Karadeniz Bölgesi tarım ve hayvancılığı ortak akıl toplantısı

0
Haber: İlker ÇAKAN
  Gıda, Tarım ve Hayvancılık Bakanı Faruk Çelik, Çalışma ve Sosyal Güvenlik Bakanı Süleyman Soylu, Trabzon Valisi A.Celil Öz, Milletvekilleri, Tarım Bakanlığı yetkilileri ve çok sayıda sektör temsilcilerinin katıldığı katıldığı Karadeniz Bölgesinin tarım ve hayvancılığının masaya yatırıldığı bakanlık koordinasyon ve sektörel ortak akıl toplantısı Trabzon’da yapıldı.
  Ortak akıl toplantılarının dördüncüsünü Trabzon’da gerçekleştirmekten duyduğu memnuniyeti dile getiren Gıda, Tarım ve Hayvancılık Bakanı Faruk Çelik ” 16 ilimizin sektör temsilcileriyle birlikte Trabzon’da olmaktan son derece mutluyuz. Hizmetkâr devlet anlayışının gereği olarak bugün Gıda, Tarım ve Hayvancılık Bakanlığı olarak ayağınıza geldik. Hesap vermek ve 16 il de neler oluyor un fotoğrafını çekmeye geldik. Tarım ve hayvancılıkta daha iyi bir gelecek için Karadeniz’e geldik. Bu kapsamda son derece verimli, faydalı geçen, hepimizin istifade ettiği bu toplantıların bugün dördüncüsünün başarılı geçmesini temenni ediyorum” dedi.
  Karadeniz bölgesinin çalışkan insanları ve muhteşem doğasıyla cennet köşelerimizden birisi olduğunu ifade ederek sözlerine devam eden bakan Çelik ” Bilindiği gibi balık üretimimizin yüzde 70 i, Karadeniz’den çıkıyor. Ülkemizin sebze ve meyve ihracatının yüzde 14 ü bu bölgelerden yapılıyor. Coğrafi şartlara baktığınız zaman bu rakamların önemli olduğunu söyleyebiliriz. Ancak bu rakamların yeterli olmadığını da ifade etmek gerekiyor.

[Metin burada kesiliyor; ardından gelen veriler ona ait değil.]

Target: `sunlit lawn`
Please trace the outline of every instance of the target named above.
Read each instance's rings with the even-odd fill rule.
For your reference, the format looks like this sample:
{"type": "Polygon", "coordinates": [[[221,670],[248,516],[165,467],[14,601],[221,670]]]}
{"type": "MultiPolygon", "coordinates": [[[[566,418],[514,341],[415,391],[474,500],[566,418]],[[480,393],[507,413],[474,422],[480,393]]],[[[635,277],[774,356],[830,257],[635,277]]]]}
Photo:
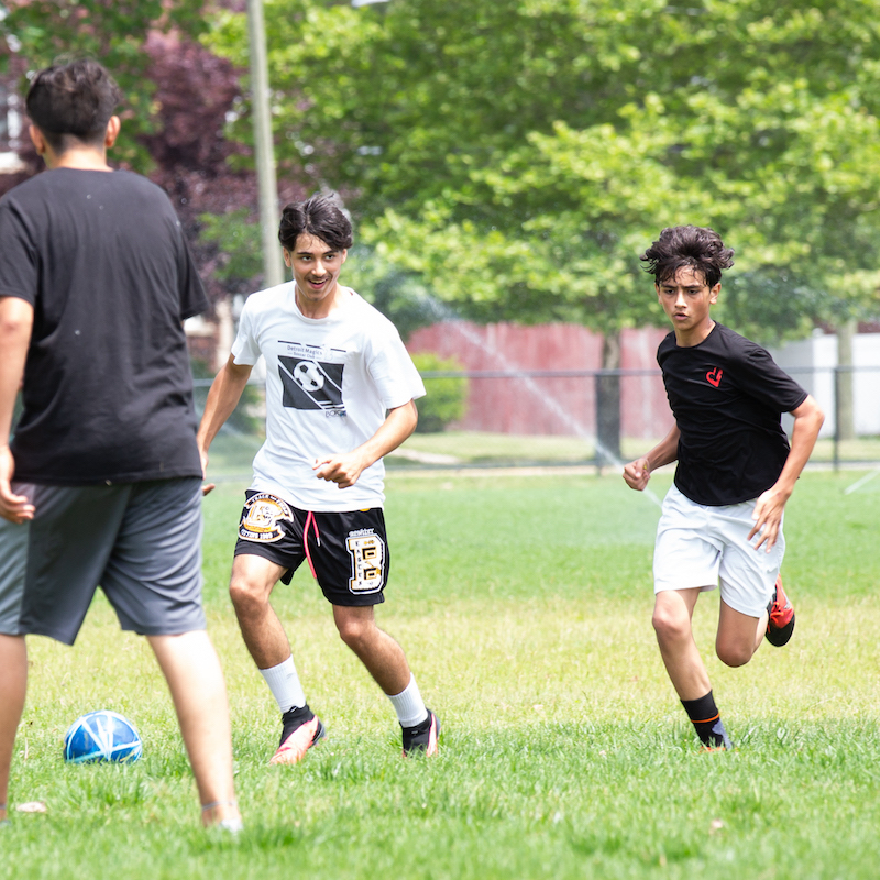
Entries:
{"type": "MultiPolygon", "coordinates": [[[[243,485],[206,501],[210,632],[232,700],[248,827],[198,826],[148,650],[102,600],[73,650],[31,641],[31,696],[0,834],[10,877],[875,878],[880,859],[880,481],[810,473],[789,506],[791,645],[712,658],[738,750],[701,755],[650,627],[658,509],[619,477],[395,472],[381,624],[404,645],[442,751],[404,761],[387,701],[338,639],[307,572],[276,608],[329,739],[266,766],[278,734],[226,597],[243,485]],[[67,767],[61,738],[108,707],[141,728],[129,768],[67,767]],[[43,801],[45,814],[14,810],[43,801]]],[[[654,479],[662,494],[668,475],[654,479]]]]}

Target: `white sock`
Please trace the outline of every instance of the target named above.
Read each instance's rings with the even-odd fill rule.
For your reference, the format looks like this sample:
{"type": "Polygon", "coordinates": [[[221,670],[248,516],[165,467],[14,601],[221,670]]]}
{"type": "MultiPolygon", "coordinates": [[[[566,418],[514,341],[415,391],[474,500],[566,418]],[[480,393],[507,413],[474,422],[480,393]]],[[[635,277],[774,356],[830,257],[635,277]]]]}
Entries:
{"type": "Polygon", "coordinates": [[[416,684],[416,676],[411,673],[409,684],[399,694],[385,694],[385,696],[392,701],[402,727],[415,727],[428,717],[428,710],[425,708],[425,701],[421,698],[418,684],[416,684]]]}
{"type": "Polygon", "coordinates": [[[306,705],[306,694],[299,683],[299,675],[296,674],[293,657],[288,657],[277,667],[261,669],[260,674],[266,680],[282,715],[294,706],[306,705]]]}

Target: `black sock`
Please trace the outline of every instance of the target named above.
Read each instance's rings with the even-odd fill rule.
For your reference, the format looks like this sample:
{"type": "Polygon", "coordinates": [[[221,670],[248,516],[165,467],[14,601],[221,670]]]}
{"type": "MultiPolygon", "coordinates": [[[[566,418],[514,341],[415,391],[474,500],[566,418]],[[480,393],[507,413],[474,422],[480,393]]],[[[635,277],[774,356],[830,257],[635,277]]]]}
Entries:
{"type": "Polygon", "coordinates": [[[712,691],[698,700],[682,700],[681,704],[684,706],[684,711],[693,723],[696,735],[703,745],[711,748],[733,748],[727,732],[724,729],[712,691]]]}

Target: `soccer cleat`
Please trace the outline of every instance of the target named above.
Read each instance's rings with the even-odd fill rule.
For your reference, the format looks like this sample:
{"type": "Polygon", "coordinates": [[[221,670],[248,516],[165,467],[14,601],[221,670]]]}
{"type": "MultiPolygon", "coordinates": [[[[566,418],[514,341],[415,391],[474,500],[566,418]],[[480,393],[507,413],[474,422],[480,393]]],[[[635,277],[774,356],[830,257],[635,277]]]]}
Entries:
{"type": "Polygon", "coordinates": [[[770,615],[767,620],[767,640],[777,648],[788,645],[794,632],[794,608],[782,588],[782,578],[777,578],[773,598],[767,606],[767,613],[770,615]]]}
{"type": "MultiPolygon", "coordinates": [[[[400,725],[403,727],[403,725],[400,725]]],[[[417,727],[403,727],[404,758],[408,755],[424,752],[426,756],[437,755],[437,737],[440,735],[440,719],[428,710],[428,717],[417,727]]]]}
{"type": "MultiPolygon", "coordinates": [[[[285,713],[284,717],[287,718],[293,712],[296,712],[296,710],[285,713]]],[[[301,714],[301,712],[300,707],[299,713],[301,714]]],[[[311,715],[311,713],[309,714],[311,715]]],[[[327,736],[327,730],[324,730],[323,724],[321,724],[321,719],[317,715],[311,715],[311,718],[296,726],[286,721],[280,745],[270,765],[299,763],[306,757],[306,752],[312,746],[317,746],[324,736],[327,736]],[[292,727],[293,729],[290,729],[292,727]]]]}

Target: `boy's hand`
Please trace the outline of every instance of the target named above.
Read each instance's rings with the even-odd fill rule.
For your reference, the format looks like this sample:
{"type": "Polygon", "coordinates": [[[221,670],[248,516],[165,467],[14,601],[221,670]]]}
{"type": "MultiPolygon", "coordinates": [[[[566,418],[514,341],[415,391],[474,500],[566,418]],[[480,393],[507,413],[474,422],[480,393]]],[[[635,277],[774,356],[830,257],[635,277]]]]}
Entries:
{"type": "Polygon", "coordinates": [[[748,537],[748,540],[751,541],[756,535],[758,536],[758,540],[755,543],[756,550],[760,549],[761,544],[763,544],[765,551],[768,553],[773,549],[779,537],[782,513],[785,509],[788,499],[789,496],[776,486],[767,490],[758,497],[755,503],[755,510],[751,514],[755,525],[751,527],[748,537]]]}
{"type": "Polygon", "coordinates": [[[201,459],[201,494],[202,497],[207,495],[209,492],[213,492],[217,488],[217,483],[208,483],[208,453],[204,449],[199,449],[199,458],[201,459]]]}
{"type": "Polygon", "coordinates": [[[34,506],[26,495],[16,495],[12,491],[12,475],[15,473],[15,461],[9,447],[0,447],[0,517],[10,522],[21,524],[34,518],[34,506]]]}
{"type": "Polygon", "coordinates": [[[366,464],[367,462],[355,449],[341,455],[315,459],[311,468],[318,480],[327,480],[336,483],[340,488],[348,488],[358,482],[366,464]]]}
{"type": "Polygon", "coordinates": [[[641,492],[648,485],[650,479],[651,472],[648,470],[647,458],[642,457],[624,465],[624,480],[629,488],[641,492]]]}

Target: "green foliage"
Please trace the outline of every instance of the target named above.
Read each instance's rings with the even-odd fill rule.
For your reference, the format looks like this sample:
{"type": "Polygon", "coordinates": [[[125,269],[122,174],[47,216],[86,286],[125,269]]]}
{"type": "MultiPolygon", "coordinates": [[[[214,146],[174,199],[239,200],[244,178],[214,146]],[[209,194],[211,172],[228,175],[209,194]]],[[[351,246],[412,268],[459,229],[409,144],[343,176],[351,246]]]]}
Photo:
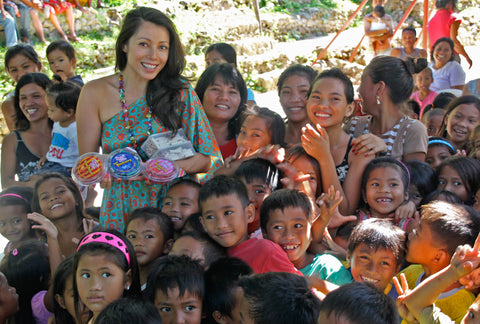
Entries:
{"type": "Polygon", "coordinates": [[[245,78],[245,84],[247,88],[258,91],[258,92],[266,92],[267,90],[258,84],[258,81],[252,78],[252,74],[248,73],[247,77],[245,78]]]}
{"type": "Polygon", "coordinates": [[[120,7],[120,6],[135,6],[137,1],[135,0],[103,0],[103,3],[107,7],[120,7]]]}
{"type": "Polygon", "coordinates": [[[310,0],[309,3],[301,3],[296,0],[260,0],[259,6],[274,12],[297,14],[308,8],[333,9],[337,7],[337,4],[335,0],[310,0]]]}

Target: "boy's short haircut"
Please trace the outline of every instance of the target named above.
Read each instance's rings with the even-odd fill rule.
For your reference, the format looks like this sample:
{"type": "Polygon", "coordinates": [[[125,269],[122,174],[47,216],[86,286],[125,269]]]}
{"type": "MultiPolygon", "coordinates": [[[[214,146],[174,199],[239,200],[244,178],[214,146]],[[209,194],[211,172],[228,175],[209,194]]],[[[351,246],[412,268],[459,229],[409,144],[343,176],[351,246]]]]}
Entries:
{"type": "Polygon", "coordinates": [[[247,187],[245,184],[234,176],[218,175],[207,181],[198,194],[198,206],[202,210],[202,203],[207,199],[214,197],[224,197],[234,194],[242,203],[242,207],[246,208],[250,203],[248,199],[247,187]]]}
{"type": "Polygon", "coordinates": [[[272,192],[260,207],[260,227],[267,232],[267,223],[270,213],[276,209],[284,211],[287,207],[299,207],[303,210],[305,218],[311,222],[313,219],[312,201],[306,194],[296,189],[280,189],[272,192]]]}
{"type": "Polygon", "coordinates": [[[304,277],[286,272],[267,272],[241,277],[239,281],[249,305],[249,317],[258,324],[314,324],[320,300],[304,277]]]}
{"type": "Polygon", "coordinates": [[[213,319],[214,311],[232,318],[235,307],[235,288],[241,276],[252,275],[253,269],[244,261],[224,257],[211,264],[205,272],[205,311],[207,318],[213,319]]]}
{"type": "Polygon", "coordinates": [[[207,234],[207,232],[205,232],[205,229],[203,228],[202,222],[200,222],[201,216],[201,213],[193,213],[192,215],[188,216],[187,220],[183,224],[183,228],[180,233],[183,234],[194,231],[207,234]]]}
{"type": "Polygon", "coordinates": [[[163,234],[163,241],[167,242],[168,240],[173,240],[173,235],[175,233],[173,222],[170,217],[168,217],[168,215],[163,213],[160,209],[155,207],[142,207],[135,209],[127,219],[127,223],[125,224],[125,232],[127,231],[128,224],[130,224],[130,222],[132,222],[134,219],[142,219],[145,222],[154,219],[158,226],[160,226],[160,230],[163,234]]]}
{"type": "Polygon", "coordinates": [[[362,243],[371,249],[392,251],[396,266],[400,265],[405,255],[405,232],[388,219],[371,218],[360,222],[350,235],[348,254],[351,256],[362,243]]]}
{"type": "Polygon", "coordinates": [[[242,162],[235,171],[235,176],[245,178],[247,183],[260,179],[272,190],[280,185],[280,171],[272,162],[255,158],[242,162]]]}
{"type": "Polygon", "coordinates": [[[478,213],[466,205],[433,201],[422,206],[420,224],[427,224],[434,244],[446,246],[452,256],[459,245],[475,244],[478,235],[478,213]]]}
{"type": "Polygon", "coordinates": [[[218,244],[206,233],[200,233],[196,231],[190,231],[182,233],[178,238],[191,237],[196,241],[203,243],[203,257],[205,258],[204,267],[208,268],[210,265],[218,259],[227,255],[227,251],[223,246],[218,244]]]}
{"type": "Polygon", "coordinates": [[[158,290],[168,296],[168,290],[175,288],[180,297],[188,292],[203,300],[204,271],[198,261],[186,255],[165,255],[155,261],[147,279],[146,299],[154,303],[158,290]]]}
{"type": "Polygon", "coordinates": [[[400,323],[393,300],[365,282],[352,282],[329,293],[320,306],[322,313],[351,324],[400,323]]]}
{"type": "Polygon", "coordinates": [[[141,299],[120,298],[98,315],[95,324],[162,324],[162,317],[155,306],[141,299]]]}
{"type": "Polygon", "coordinates": [[[181,184],[196,188],[198,190],[200,190],[200,188],[202,187],[202,185],[199,184],[198,182],[196,182],[195,180],[188,179],[188,178],[180,178],[179,180],[172,183],[172,185],[170,186],[170,188],[168,188],[168,190],[172,189],[175,186],[181,185],[181,184]]]}
{"type": "Polygon", "coordinates": [[[54,50],[59,50],[65,53],[69,60],[75,58],[75,48],[73,48],[72,44],[63,39],[53,41],[47,46],[47,56],[54,50]]]}

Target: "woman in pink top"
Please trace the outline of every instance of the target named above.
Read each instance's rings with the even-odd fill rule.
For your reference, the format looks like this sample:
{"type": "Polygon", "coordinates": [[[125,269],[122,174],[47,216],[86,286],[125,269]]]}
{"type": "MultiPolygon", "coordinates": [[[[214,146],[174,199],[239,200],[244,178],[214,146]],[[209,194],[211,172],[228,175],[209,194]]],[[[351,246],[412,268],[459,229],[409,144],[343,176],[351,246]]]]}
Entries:
{"type": "Polygon", "coordinates": [[[462,19],[455,12],[457,10],[457,0],[437,0],[435,2],[437,12],[428,22],[429,47],[442,37],[450,37],[453,40],[455,53],[465,57],[469,67],[472,67],[472,59],[468,56],[462,43],[458,40],[458,27],[462,19]]]}

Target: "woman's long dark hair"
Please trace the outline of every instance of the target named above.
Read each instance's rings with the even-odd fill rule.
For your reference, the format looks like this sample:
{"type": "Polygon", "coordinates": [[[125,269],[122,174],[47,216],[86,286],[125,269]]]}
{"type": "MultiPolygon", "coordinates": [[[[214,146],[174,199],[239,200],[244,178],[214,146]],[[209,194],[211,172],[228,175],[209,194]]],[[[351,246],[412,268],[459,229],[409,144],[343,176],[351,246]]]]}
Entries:
{"type": "Polygon", "coordinates": [[[30,121],[27,119],[25,114],[20,108],[20,90],[27,84],[35,83],[43,90],[45,94],[47,93],[47,88],[52,85],[52,80],[48,78],[43,73],[33,72],[25,74],[18,80],[17,86],[15,87],[15,97],[13,98],[13,105],[15,107],[16,121],[15,128],[20,131],[26,131],[30,128],[30,121]]]}
{"type": "Polygon", "coordinates": [[[176,131],[181,128],[180,92],[186,88],[181,73],[185,68],[185,52],[173,22],[165,14],[154,8],[138,7],[127,13],[115,45],[115,69],[123,71],[127,65],[124,48],[143,22],[151,22],[165,27],[170,37],[168,60],[158,75],[148,82],[146,99],[152,112],[163,125],[176,131]]]}
{"type": "Polygon", "coordinates": [[[237,113],[228,121],[228,139],[230,140],[238,134],[241,126],[240,116],[247,108],[247,86],[240,72],[230,63],[212,64],[202,73],[195,87],[195,92],[202,103],[205,91],[215,83],[217,77],[220,77],[224,83],[231,84],[240,93],[240,104],[238,105],[237,113]]]}

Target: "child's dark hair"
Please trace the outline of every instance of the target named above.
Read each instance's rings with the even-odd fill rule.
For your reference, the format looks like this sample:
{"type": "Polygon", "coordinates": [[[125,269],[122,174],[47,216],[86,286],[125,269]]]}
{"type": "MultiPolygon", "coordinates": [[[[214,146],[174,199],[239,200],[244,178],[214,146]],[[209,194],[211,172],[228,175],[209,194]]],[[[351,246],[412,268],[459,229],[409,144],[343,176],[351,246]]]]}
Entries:
{"type": "Polygon", "coordinates": [[[367,65],[364,74],[372,79],[374,84],[380,81],[387,87],[387,95],[395,104],[407,101],[414,87],[412,73],[415,66],[411,61],[404,61],[393,56],[374,57],[367,65]]]}
{"type": "Polygon", "coordinates": [[[428,224],[435,245],[445,245],[452,256],[459,245],[473,246],[478,235],[478,214],[469,206],[433,201],[422,206],[420,225],[428,224]]]}
{"type": "Polygon", "coordinates": [[[155,306],[148,301],[120,298],[108,304],[94,322],[94,324],[119,323],[162,324],[162,317],[155,306]]]}
{"type": "Polygon", "coordinates": [[[223,197],[234,194],[245,208],[250,203],[245,184],[237,177],[218,175],[207,181],[198,194],[198,205],[202,210],[202,203],[210,197],[223,197]]]}
{"type": "Polygon", "coordinates": [[[37,52],[35,52],[35,49],[32,46],[26,44],[17,44],[10,47],[7,50],[7,53],[5,53],[5,70],[9,70],[8,64],[10,63],[10,60],[17,55],[25,56],[37,66],[41,66],[42,64],[37,52]]]}
{"type": "Polygon", "coordinates": [[[443,137],[430,136],[428,138],[428,148],[435,146],[445,146],[451,155],[457,154],[457,148],[455,147],[455,144],[443,137]]]}
{"type": "Polygon", "coordinates": [[[59,39],[51,42],[47,46],[47,50],[46,50],[47,56],[54,50],[59,50],[63,52],[68,57],[69,60],[73,60],[75,58],[75,48],[73,48],[72,44],[70,44],[66,40],[59,39]]]}
{"type": "Polygon", "coordinates": [[[367,187],[367,182],[368,182],[368,178],[370,177],[370,173],[372,173],[372,171],[377,168],[393,168],[398,173],[400,173],[400,178],[403,183],[404,192],[408,193],[408,187],[410,185],[410,173],[407,167],[405,166],[405,164],[403,164],[403,162],[388,156],[373,159],[372,161],[370,161],[370,163],[367,164],[367,166],[365,167],[365,171],[363,171],[363,176],[362,176],[361,188],[363,193],[365,193],[365,188],[367,187]]]}
{"type": "Polygon", "coordinates": [[[413,33],[413,35],[415,35],[415,37],[417,37],[417,30],[415,28],[413,28],[412,26],[408,26],[408,27],[405,27],[404,29],[402,29],[402,34],[404,32],[411,32],[411,33],[413,33]]]}
{"type": "Polygon", "coordinates": [[[305,214],[305,218],[312,222],[313,206],[312,201],[306,194],[296,189],[280,189],[272,192],[262,203],[260,207],[260,227],[263,232],[267,232],[267,223],[270,213],[279,209],[284,211],[287,207],[299,207],[305,214]]]}
{"type": "Polygon", "coordinates": [[[127,232],[128,224],[135,219],[141,219],[144,222],[148,222],[153,219],[160,227],[160,231],[163,235],[163,242],[173,240],[175,230],[173,228],[173,222],[167,214],[155,207],[142,207],[135,209],[130,216],[128,216],[127,223],[125,224],[125,232],[127,232]]]}
{"type": "Polygon", "coordinates": [[[235,176],[244,178],[247,183],[260,179],[270,190],[274,191],[280,183],[280,170],[272,162],[255,158],[242,162],[235,171],[235,176]]]}
{"type": "Polygon", "coordinates": [[[203,266],[205,268],[210,267],[213,262],[227,255],[226,249],[206,233],[189,231],[182,233],[177,240],[182,237],[191,237],[203,244],[203,258],[205,259],[203,266]]]}
{"type": "Polygon", "coordinates": [[[420,104],[415,99],[407,101],[408,108],[417,116],[420,116],[420,104]]]}
{"type": "MultiPolygon", "coordinates": [[[[411,184],[417,187],[418,193],[422,196],[422,202],[425,197],[437,188],[437,174],[435,170],[425,162],[418,160],[405,162],[409,172],[411,184]]],[[[412,195],[409,195],[412,198],[412,195]]]]}
{"type": "Polygon", "coordinates": [[[215,80],[220,78],[224,83],[232,85],[240,93],[240,104],[237,112],[228,121],[228,139],[235,138],[240,130],[240,116],[247,108],[247,86],[242,78],[240,72],[229,63],[215,63],[210,65],[200,76],[195,87],[195,92],[200,101],[203,102],[205,91],[209,86],[215,83],[215,80]]]}
{"type": "Polygon", "coordinates": [[[166,255],[155,261],[147,279],[146,299],[153,303],[158,290],[168,296],[168,290],[175,288],[180,297],[188,292],[203,300],[204,271],[198,261],[186,255],[166,255]]]}
{"type": "Polygon", "coordinates": [[[45,181],[54,179],[54,178],[62,180],[63,183],[65,183],[65,186],[67,187],[67,189],[72,192],[73,198],[75,198],[75,214],[77,215],[79,229],[80,231],[83,231],[82,220],[85,216],[83,214],[82,194],[80,193],[80,190],[78,189],[77,185],[75,184],[75,182],[73,182],[72,179],[67,178],[64,175],[61,175],[60,173],[49,172],[49,173],[43,173],[39,175],[37,182],[35,182],[35,187],[33,189],[32,211],[36,213],[42,213],[42,210],[40,208],[40,197],[38,196],[39,194],[38,188],[45,181]]]}
{"type": "Polygon", "coordinates": [[[216,51],[222,55],[222,58],[227,61],[228,64],[234,64],[237,66],[237,53],[232,45],[227,43],[215,43],[210,45],[205,51],[205,55],[210,52],[216,51]]]}
{"type": "Polygon", "coordinates": [[[15,87],[13,105],[15,107],[16,114],[15,128],[19,131],[25,131],[30,128],[30,121],[20,108],[20,90],[27,84],[31,83],[34,83],[43,90],[47,91],[47,88],[52,85],[52,80],[50,80],[45,74],[38,72],[25,74],[20,78],[20,80],[18,80],[17,86],[15,87]]]}
{"type": "Polygon", "coordinates": [[[324,78],[332,78],[332,79],[340,80],[343,83],[343,87],[345,89],[345,98],[347,100],[347,103],[350,104],[350,103],[353,102],[355,93],[354,93],[354,90],[353,90],[352,81],[350,80],[350,78],[345,73],[343,73],[342,70],[337,69],[337,68],[333,68],[333,69],[330,69],[330,70],[325,70],[325,71],[321,72],[319,75],[317,75],[317,77],[315,78],[315,80],[313,80],[313,82],[310,86],[310,90],[308,91],[308,96],[309,97],[310,97],[310,94],[312,93],[313,86],[315,85],[315,83],[318,80],[324,79],[324,78]]]}
{"type": "Polygon", "coordinates": [[[316,324],[320,300],[304,277],[286,272],[267,272],[241,277],[243,298],[254,323],[316,324]]]}
{"type": "Polygon", "coordinates": [[[78,97],[82,88],[72,81],[61,81],[47,88],[47,95],[55,97],[55,106],[69,112],[77,110],[78,97]]]}
{"type": "Polygon", "coordinates": [[[461,204],[462,200],[454,192],[436,189],[429,193],[422,201],[422,204],[428,204],[435,200],[442,200],[451,204],[461,204]]]}
{"type": "Polygon", "coordinates": [[[451,167],[462,180],[465,189],[470,193],[468,200],[464,201],[467,205],[474,203],[474,196],[478,188],[480,188],[480,162],[477,159],[467,156],[452,156],[438,166],[437,176],[440,175],[443,168],[451,167]]]}
{"type": "MultiPolygon", "coordinates": [[[[438,0],[437,0],[437,2],[438,2],[438,0]]],[[[455,59],[455,51],[454,51],[453,40],[450,37],[441,37],[441,38],[437,39],[435,41],[435,43],[433,43],[432,51],[430,52],[430,61],[431,62],[435,62],[435,58],[433,56],[433,53],[435,52],[435,48],[438,46],[438,44],[440,44],[442,42],[448,43],[448,45],[450,46],[450,49],[452,50],[452,56],[450,56],[449,61],[453,61],[455,59]]]]}
{"type": "Polygon", "coordinates": [[[455,98],[448,104],[447,108],[445,109],[445,115],[443,116],[442,126],[440,126],[440,130],[438,131],[439,136],[442,136],[444,138],[447,137],[447,121],[452,111],[460,105],[469,104],[473,104],[480,114],[480,99],[473,95],[466,95],[455,98]]]}
{"type": "Polygon", "coordinates": [[[440,92],[437,94],[435,99],[433,99],[432,105],[433,108],[445,109],[453,99],[457,98],[453,93],[450,92],[440,92]]]}
{"type": "Polygon", "coordinates": [[[378,17],[383,18],[385,16],[385,8],[383,6],[376,6],[373,8],[373,11],[378,15],[378,17]]]}
{"type": "Polygon", "coordinates": [[[405,239],[405,232],[391,220],[370,218],[355,226],[350,235],[347,253],[351,257],[360,244],[375,250],[386,249],[392,251],[399,266],[405,255],[405,239]]]}
{"type": "Polygon", "coordinates": [[[232,318],[238,280],[253,273],[252,268],[238,258],[224,257],[210,265],[205,272],[204,305],[209,323],[215,323],[212,316],[215,311],[232,318]]]}
{"type": "MultiPolygon", "coordinates": [[[[114,240],[110,240],[114,241],[114,240]]],[[[117,243],[117,244],[118,244],[117,243]]],[[[108,258],[109,261],[115,263],[124,273],[130,270],[131,285],[128,290],[125,290],[123,297],[130,298],[141,298],[141,289],[140,289],[140,276],[138,270],[137,257],[135,255],[135,250],[133,249],[132,243],[123,235],[122,233],[116,230],[102,230],[94,231],[85,235],[77,247],[75,256],[73,258],[73,295],[75,300],[75,311],[77,315],[77,320],[79,317],[80,310],[78,309],[79,305],[79,295],[77,289],[77,276],[75,275],[78,269],[78,263],[84,255],[98,256],[103,255],[105,258],[108,258]],[[118,246],[111,245],[102,241],[108,240],[108,236],[116,237],[119,241],[118,243],[124,244],[125,251],[122,251],[118,246]],[[103,238],[103,239],[101,239],[103,238]],[[85,241],[86,240],[86,241],[85,241]],[[126,254],[128,254],[129,260],[127,260],[126,254]]]]}
{"type": "Polygon", "coordinates": [[[325,314],[332,323],[341,320],[351,324],[400,323],[393,300],[365,282],[352,282],[329,293],[320,305],[320,314],[325,314]]]}
{"type": "MultiPolygon", "coordinates": [[[[73,255],[63,260],[55,270],[53,277],[53,296],[59,295],[61,298],[65,297],[65,289],[67,288],[67,281],[73,280],[73,255]]],[[[53,300],[53,314],[55,316],[55,323],[75,323],[75,319],[70,313],[57,302],[56,298],[53,300]]]]}
{"type": "Polygon", "coordinates": [[[302,65],[302,64],[290,65],[288,68],[283,70],[283,72],[280,74],[280,77],[278,78],[278,81],[277,81],[278,95],[280,96],[280,93],[282,92],[283,84],[289,77],[294,75],[302,76],[309,81],[309,84],[312,84],[313,79],[315,79],[317,74],[318,72],[308,65],[302,65]]]}
{"type": "Polygon", "coordinates": [[[256,116],[265,120],[267,130],[272,137],[270,144],[284,145],[285,124],[279,114],[265,107],[254,106],[253,108],[247,108],[242,113],[240,125],[243,125],[248,116],[256,116]]]}
{"type": "Polygon", "coordinates": [[[0,192],[0,206],[23,206],[26,214],[32,212],[31,201],[33,189],[30,187],[13,186],[0,192]]]}
{"type": "Polygon", "coordinates": [[[5,256],[0,271],[7,277],[9,285],[15,287],[19,296],[19,311],[13,316],[14,323],[35,324],[32,297],[47,290],[50,280],[47,247],[33,239],[22,243],[5,256]]]}

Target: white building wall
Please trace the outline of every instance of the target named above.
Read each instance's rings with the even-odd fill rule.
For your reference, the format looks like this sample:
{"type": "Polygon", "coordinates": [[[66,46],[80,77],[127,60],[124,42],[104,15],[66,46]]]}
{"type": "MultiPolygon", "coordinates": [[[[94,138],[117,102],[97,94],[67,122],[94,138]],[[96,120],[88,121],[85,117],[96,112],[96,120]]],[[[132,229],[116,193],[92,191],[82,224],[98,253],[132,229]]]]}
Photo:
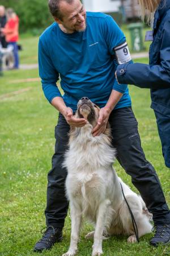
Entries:
{"type": "Polygon", "coordinates": [[[118,11],[121,5],[120,0],[83,0],[86,11],[112,13],[118,11]]]}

Çünkü tarımın ve hayvancılığın geleceği açısından almamız gereken çok yol olduğunu hepimizin bilmesi lazım. Çünkü hedeflerimiz 2023 hedefi olarak 150 milyar dolarlık bir tarımsal hâsılayı bir hedef olarak koymaktayız. Bu çerçevede baktığımız zaman150 milyarlık koşmamız gereken ciddi bir mesafe var. 17 milyarlık ihracatımızı ise 40 milyar dolarlık bir ihracatta yükseltme hedefimiz söz konusu. Dolayısıyla bu toplantılardan çıkacak olan neticelerin pratiğe dönüşmesi önem arz ediyor.
  Tarım geçmişte olduğu gibi günümüzde de son derece önemli bir yere sahip. Gelecekte de çok daha önemli yere sahip olacağını bugünden gördüğümüzü ifade etmek istiyorum. Dünya nüfusu her geçen gün artış gösteriyor. Bugün dünyada 7 milyarlık bir nüfus söz konusu. Bu 7 milyarlık nüfus 2050 yılında 10 milyar olacağı tahmin ediliyor. Bu 7 milyar nüfusun 1 milyarı aç. 1 milyarı ise yoksul ve açlıkla karşı karşıya. Neden? Dünyada tarıma elverişli 5 milyar hektar arazi var. Bunun ancak 1,3 milyarı kullanılabiliniyor. Neticesi ne 2 milyar aç ve yoksul insan. Ve her yıl 12 milyar hektar arazi tarım dışına çıkıyor. Böyle bir tablo var. Dünya’da 1,3 milyar ton gıda israf ediliyor. Diğer taraftan da 1,5 milyar insan normalin üstünde. Şişmanlar alınmasın. 500 milyon obez insan var. Onlarda nasıl kilo vereceklerini düşünüyorlar. Yani yaşadığımız dünyada insan çok ama insanlık kıt. Onu görelim. İnsanlık tarım dışı bırakılan topraklar açısından bakıldığında kendi felaketini hazırlıyor. İnsanlık farkında olmadan kendi bindiği dalı kesiyor” şeklinde konuştu.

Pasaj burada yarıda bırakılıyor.